Societal & Economic Impact

This project addresses critical water quality challenges across regions with diverse needs. By enhancing real-time monitoring and anomaly detection, it strengthens safeguards against emerging risks from climate change, industrial discharge, and growing population demands. These advancements enable water utilities to identify and mitigate quality changes more rapidly, ensuring safer drinking water. The technologies also support sustainable water management, aligning with global efforts to reduce water stress and improve operational resilience.
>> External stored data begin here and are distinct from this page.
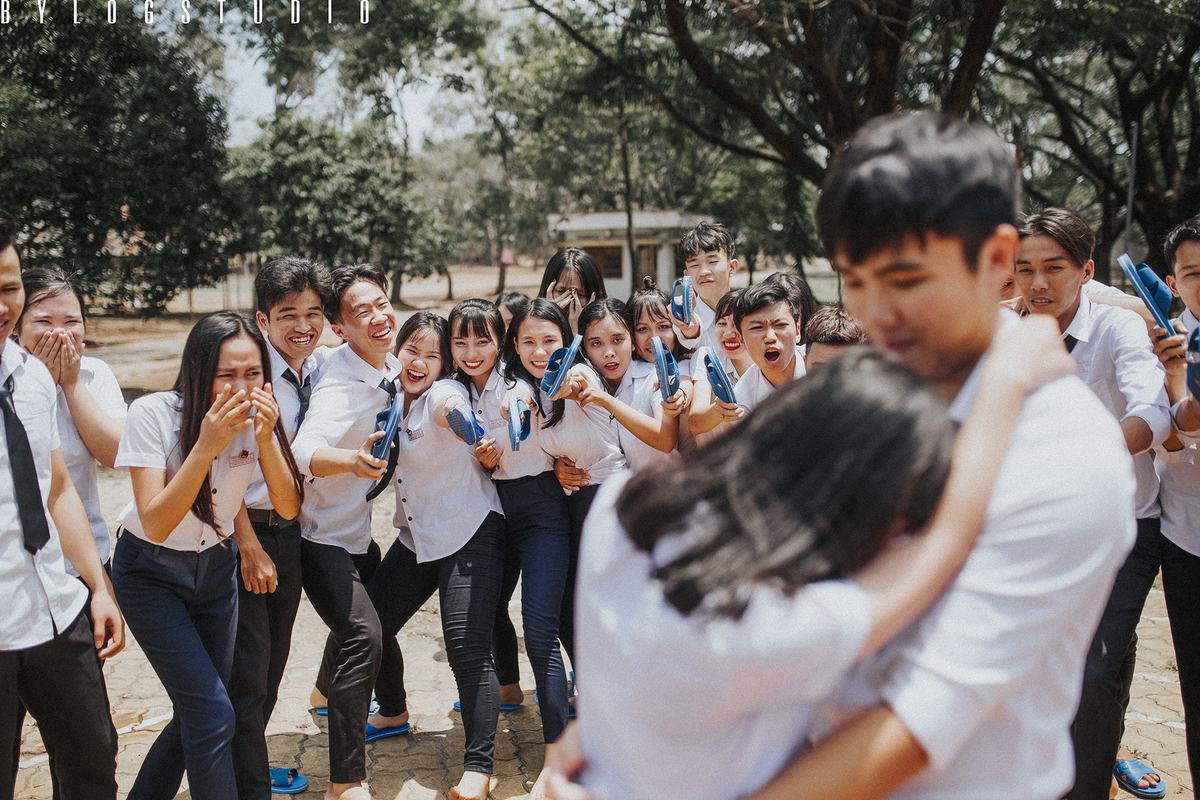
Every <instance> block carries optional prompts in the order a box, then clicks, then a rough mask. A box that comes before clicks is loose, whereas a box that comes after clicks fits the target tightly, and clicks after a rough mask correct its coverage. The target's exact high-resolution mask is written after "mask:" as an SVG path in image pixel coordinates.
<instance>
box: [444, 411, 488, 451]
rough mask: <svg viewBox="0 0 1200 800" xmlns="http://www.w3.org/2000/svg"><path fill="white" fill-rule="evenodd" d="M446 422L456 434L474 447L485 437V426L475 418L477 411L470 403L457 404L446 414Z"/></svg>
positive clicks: (468, 444)
mask: <svg viewBox="0 0 1200 800" xmlns="http://www.w3.org/2000/svg"><path fill="white" fill-rule="evenodd" d="M446 422H449V423H450V429H451V431H454V434H455V435H456V437H458V438H460V439H462V440H463V441H466V443H467V444H468V445H470V446H472V447H474V446H475V445H478V444H479V440H480V439H482V438H484V428H482V426H480V425H479V421H478V420H476V419H475V413H474V411H472V410H470V407H469V405H455V407H454V408H452V409H450V411H449V413H448V414H446Z"/></svg>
Patents, Standardisation, Publications

Three publications emerged from this project consisting of two BSc theses and one intern report from Saxion University of Applied Sciences. In June 2022: “Detecting Contamination in Drinking Water” by Darlaine Pardo and “Detecteren van verontreinigingen in drinkwater” by Nelienke Luijten. Additionally, in January 2023: “Identificatie van geselecteerde vervuilingen in stromend water met behulp van Machine Learning” by Tom Scheper, exploring contamination identification through machine learning techniques. It is yet to be decided if the consortium will publish the results. No patents were filed.

Future Developments

Optiqua will continue testing its Next Generation EventLab system and review its business case for bringing the system to production. Additionally, Zweec aims to improve AquaTEC by utilizing anomaly detection and enhancing correlation between network type of physical sensors and AquaTEC alerts. Furthermore, HAL24K will expand its anomaly detection model to other networks and develop a water demand model on the AQUA platform. Finally, De Watergroep will advance AQUA’s methodology and ontology, aligning with data processes and promoting international utility cooperation.